Inside are corridors with flaking walls. Inside are empty rooms with bare bedframes and barred windows. Some of the bedframes have perished leather straps hanging from the corners. Restraints. There are rooms with padded walls and heavy, iron doors.

Empty, all empty. She knows this. But they don’t feel empty. They feel crowded; they make her feel the way you do when you’re on the bus and everyone’s crammed shoulder to shoulder. Even though there’s no-one there. And the air, the air wavers like the trees did on the way up, like it’s about to become something else.

Passing a cell, and the shift she’s been dreading finally happens. There’s a man with his back to her, facing the barred window. White ridges of scar tissues carve channels through his black hair, down the back of his head. He only has one ear. He cocks his head to one side. He starts to turn. No. She mustn’t see this. Mustn’t. Please God, no, she mustn’t see his face.

But she’s about to; she can’t move and he’s still slowly turning. The moment seems endless, the anticipation of seeing his face worse than actually seeing it. And then the door is swinging shut, slamming in her face just in time. She backs away, but can’t take her eyes from it, especially when two hands slam flat against the wire-reinforced glass, their remaining fingers splayed, and something blurred and dark presses itself to the glass between them, a single bulging eye set into it, staring out at her in forlorn rage.

Something squeaks. Rusty metal. She turns and looks down the corridor behind her, and from one of the rooms a figure in a wheelchair emerges. It has no legs and only one arm, with a mutilated hand. At first its face looks perfect, unmarked, in contrast to its grey, disordered hair, but then she realises it doesn’t move, because it can’t; it’s a mask. And the mutilated hand is fumbling its way towards the mask, it’s trying to take it off.

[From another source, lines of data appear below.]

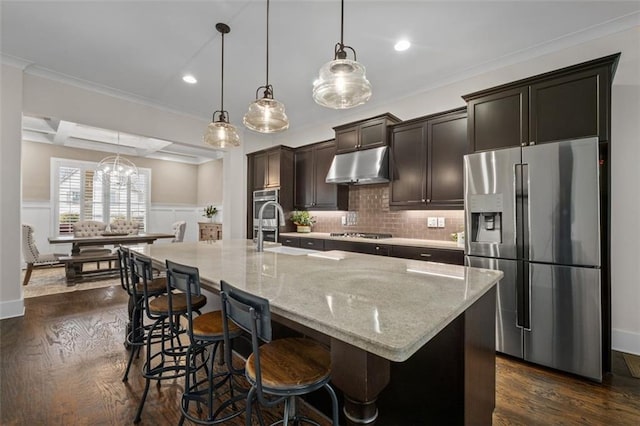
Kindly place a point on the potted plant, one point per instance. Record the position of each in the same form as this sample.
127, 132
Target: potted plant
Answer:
303, 220
209, 212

Other doors are swinging open, other shapes emerging into the corridor’s thin half-light. She turns to run but the door that was closed is now open again, and something’s lunging out–

Running. Footsteps echo down the corridor. Clouds of dust boil up in her wake. Doors swing open in front of her, swing shut behind.

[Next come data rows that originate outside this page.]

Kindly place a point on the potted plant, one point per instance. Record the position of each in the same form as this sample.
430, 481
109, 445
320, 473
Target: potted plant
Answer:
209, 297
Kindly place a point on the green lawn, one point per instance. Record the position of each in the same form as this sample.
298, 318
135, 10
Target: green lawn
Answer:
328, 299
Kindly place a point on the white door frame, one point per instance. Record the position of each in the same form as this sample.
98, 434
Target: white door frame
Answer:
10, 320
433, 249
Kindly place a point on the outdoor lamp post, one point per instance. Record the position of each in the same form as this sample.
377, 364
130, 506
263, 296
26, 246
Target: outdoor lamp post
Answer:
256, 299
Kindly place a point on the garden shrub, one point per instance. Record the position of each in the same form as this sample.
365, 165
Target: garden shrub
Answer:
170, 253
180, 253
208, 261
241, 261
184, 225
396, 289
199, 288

Down the corridor, ahead of her, there’s laughter. Laughter and screams. She doesn’t want to go. But behind her are the others: the shapes, the thing in the wheelchair, the man whose face she does not want to, will not, see.

Surely there must be an alternative, a corridor going off to the side. But her legs won’t stop pumping; she can’t control where she’s heading.

The doors fly open. A room. Tiered ranks of seating. People are sitting there, jeering. Their laugh is a metallic, abrasive sound.

Below the seats, in the centre, there’s a dais. A naked woman is lying on it, screaming. On top of her is a man. Or what’s left of one.

Oh, he’s not dead. He’s very much alive, and very much a man, if his relentless thrusting and heaving between her splayed thighs is anything to go by. But Dani’ll see what’s left of his face in nightmares for years to come, maybe forever. His hands paw and claw at the naked woman’s face and breasts; drool falls from the hole that used to be his mouth. She screams and thrashes and twists her face away.

The laughter, and rising above, a high, horrible titter, infantile. At the foot of the steps, watching it all, stands a fair-haired man in a suit. A beringed hand lifts a cigarette to his mouth; clouds of smoke swirl around his head.

The crowd laughs. The woman screams. The disfigured man grunts and the man in the suit titters.

And then she blinks and it’s all changed. The dais is empty and the theatre is filmed with cobwebs and dust. Even the spectators, still sat there, now silent, are covered in dust and cobwebs. Slowly they turn and face her.